Black Islands locates in a residential tower designed by a Hong Kong architect in the beginning of 1990s in Beijing. The residential tower was designed with a diamond plan layout, which was very popular in Hong Kong back then. This plan layout leads to an undesirable 50 square-meter living room in a pentagon shape. Besides a short edge with floor to ceiling glazing for ventilation and natural light, the rest of the four edges are windowless load bearing walls. When you enter the apartment, you will see a large undefined space with unparalleled load bearing perimeter walls, and little natural light. How to fix this uncomfortable, and outdated layout becomes the primary design task for us.
As tenants, the client would like to keep the living room as it is, and all furniture to be movable. Six cabinets with different heights become the key element to define the living room space. Five of these cabinets are placed along the perimeter, which are either placed perpendicular or parallel to the living room walls. The one cabinet left was placed in the center of the space.
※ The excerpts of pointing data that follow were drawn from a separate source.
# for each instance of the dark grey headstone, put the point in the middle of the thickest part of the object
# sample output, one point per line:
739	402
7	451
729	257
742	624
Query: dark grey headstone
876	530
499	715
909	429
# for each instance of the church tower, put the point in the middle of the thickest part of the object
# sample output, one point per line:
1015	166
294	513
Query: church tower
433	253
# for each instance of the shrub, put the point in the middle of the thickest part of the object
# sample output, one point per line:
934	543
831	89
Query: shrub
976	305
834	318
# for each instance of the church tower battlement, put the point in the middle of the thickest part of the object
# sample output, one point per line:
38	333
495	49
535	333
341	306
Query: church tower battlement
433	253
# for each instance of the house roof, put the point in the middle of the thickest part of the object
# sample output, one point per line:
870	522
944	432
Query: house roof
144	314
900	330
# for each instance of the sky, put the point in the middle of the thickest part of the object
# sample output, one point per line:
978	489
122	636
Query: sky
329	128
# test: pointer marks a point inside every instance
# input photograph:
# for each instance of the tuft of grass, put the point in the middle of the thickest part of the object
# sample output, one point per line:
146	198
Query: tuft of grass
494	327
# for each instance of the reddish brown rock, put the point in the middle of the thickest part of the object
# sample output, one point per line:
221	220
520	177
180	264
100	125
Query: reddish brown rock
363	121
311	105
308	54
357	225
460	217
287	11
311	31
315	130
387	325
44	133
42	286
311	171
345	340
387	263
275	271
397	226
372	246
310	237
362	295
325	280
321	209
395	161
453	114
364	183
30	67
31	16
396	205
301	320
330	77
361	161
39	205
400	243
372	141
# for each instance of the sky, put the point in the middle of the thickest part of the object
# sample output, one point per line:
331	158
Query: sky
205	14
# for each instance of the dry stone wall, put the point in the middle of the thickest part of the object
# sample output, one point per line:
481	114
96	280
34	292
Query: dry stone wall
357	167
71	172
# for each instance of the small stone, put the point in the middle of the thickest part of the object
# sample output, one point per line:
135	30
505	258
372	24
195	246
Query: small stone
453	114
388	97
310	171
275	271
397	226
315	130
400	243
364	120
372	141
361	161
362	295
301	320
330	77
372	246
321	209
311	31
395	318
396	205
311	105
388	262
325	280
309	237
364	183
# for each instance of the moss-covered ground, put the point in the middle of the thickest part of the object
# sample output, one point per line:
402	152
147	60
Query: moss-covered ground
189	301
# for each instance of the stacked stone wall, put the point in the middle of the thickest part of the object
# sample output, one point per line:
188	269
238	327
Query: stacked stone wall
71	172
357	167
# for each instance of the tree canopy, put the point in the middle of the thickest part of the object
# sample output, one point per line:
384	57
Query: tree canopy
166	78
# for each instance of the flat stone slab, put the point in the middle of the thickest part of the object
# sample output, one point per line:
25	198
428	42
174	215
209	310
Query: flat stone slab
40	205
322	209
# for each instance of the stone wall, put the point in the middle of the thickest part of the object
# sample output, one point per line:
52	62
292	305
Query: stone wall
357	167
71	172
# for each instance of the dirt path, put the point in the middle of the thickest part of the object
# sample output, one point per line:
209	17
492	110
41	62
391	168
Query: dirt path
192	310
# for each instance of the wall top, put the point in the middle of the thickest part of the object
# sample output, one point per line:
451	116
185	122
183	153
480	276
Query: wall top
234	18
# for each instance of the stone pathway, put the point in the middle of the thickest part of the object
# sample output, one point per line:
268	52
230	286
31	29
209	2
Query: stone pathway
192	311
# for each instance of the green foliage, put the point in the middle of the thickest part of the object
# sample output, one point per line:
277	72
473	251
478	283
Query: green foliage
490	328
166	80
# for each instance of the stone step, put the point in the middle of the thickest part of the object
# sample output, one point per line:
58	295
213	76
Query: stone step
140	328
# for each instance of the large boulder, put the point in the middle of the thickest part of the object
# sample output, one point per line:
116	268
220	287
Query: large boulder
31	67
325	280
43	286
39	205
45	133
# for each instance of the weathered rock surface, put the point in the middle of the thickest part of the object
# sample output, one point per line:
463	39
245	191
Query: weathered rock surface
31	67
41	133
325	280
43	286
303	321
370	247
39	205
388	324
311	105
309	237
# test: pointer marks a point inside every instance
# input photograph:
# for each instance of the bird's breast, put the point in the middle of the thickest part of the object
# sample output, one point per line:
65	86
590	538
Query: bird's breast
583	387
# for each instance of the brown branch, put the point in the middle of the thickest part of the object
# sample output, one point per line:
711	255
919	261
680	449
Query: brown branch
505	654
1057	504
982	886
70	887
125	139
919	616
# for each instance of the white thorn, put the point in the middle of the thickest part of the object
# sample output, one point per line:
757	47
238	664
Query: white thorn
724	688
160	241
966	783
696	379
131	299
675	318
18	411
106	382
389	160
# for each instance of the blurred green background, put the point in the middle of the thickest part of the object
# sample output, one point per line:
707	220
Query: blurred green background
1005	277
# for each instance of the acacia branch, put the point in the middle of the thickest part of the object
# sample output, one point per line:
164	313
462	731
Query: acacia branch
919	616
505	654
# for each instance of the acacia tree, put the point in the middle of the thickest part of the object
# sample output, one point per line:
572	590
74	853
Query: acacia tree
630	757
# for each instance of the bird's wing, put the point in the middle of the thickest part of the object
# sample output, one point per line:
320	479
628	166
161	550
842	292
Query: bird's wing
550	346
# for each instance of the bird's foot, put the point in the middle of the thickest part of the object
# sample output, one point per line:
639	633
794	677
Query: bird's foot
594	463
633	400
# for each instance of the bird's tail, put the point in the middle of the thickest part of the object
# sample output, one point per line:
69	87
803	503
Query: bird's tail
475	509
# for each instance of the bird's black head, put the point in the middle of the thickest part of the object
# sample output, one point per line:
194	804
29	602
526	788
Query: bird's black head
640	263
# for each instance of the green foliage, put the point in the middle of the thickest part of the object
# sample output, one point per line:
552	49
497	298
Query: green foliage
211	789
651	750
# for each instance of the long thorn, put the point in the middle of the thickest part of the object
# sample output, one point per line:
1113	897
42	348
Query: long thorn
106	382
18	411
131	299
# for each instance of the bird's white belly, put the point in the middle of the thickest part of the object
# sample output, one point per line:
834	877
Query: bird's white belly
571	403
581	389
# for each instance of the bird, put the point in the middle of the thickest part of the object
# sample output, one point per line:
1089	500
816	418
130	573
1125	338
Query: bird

With these cabinets in place, the large undefined irregular shaped living room is divided in to smaller space that more friendly to human scale for different programs, such as foyer, gallery, seating area, dining area, leisure area, study room, etc. Placing the cabinets perpendicular or parallel to the perimeter walls make the irregular space easier to adopt furniture layout. With the cabinet system adding in, the ungrounded irregular pentagon space is more defined without changing the existing situation of the apartment.
A set of furniture is assigned next to every cabinet to form a programed area. All cabinets land on floor directly, whereas all furniture is elevated to make the furniture look lighter, which will strengthen the spatial division by the cabinets. Every programed area is like an island. These islands radiate out from the central dining island with blurred boundary between each other to form a traditional Chinese garden experience for the residents of this high-rise apartment from last century.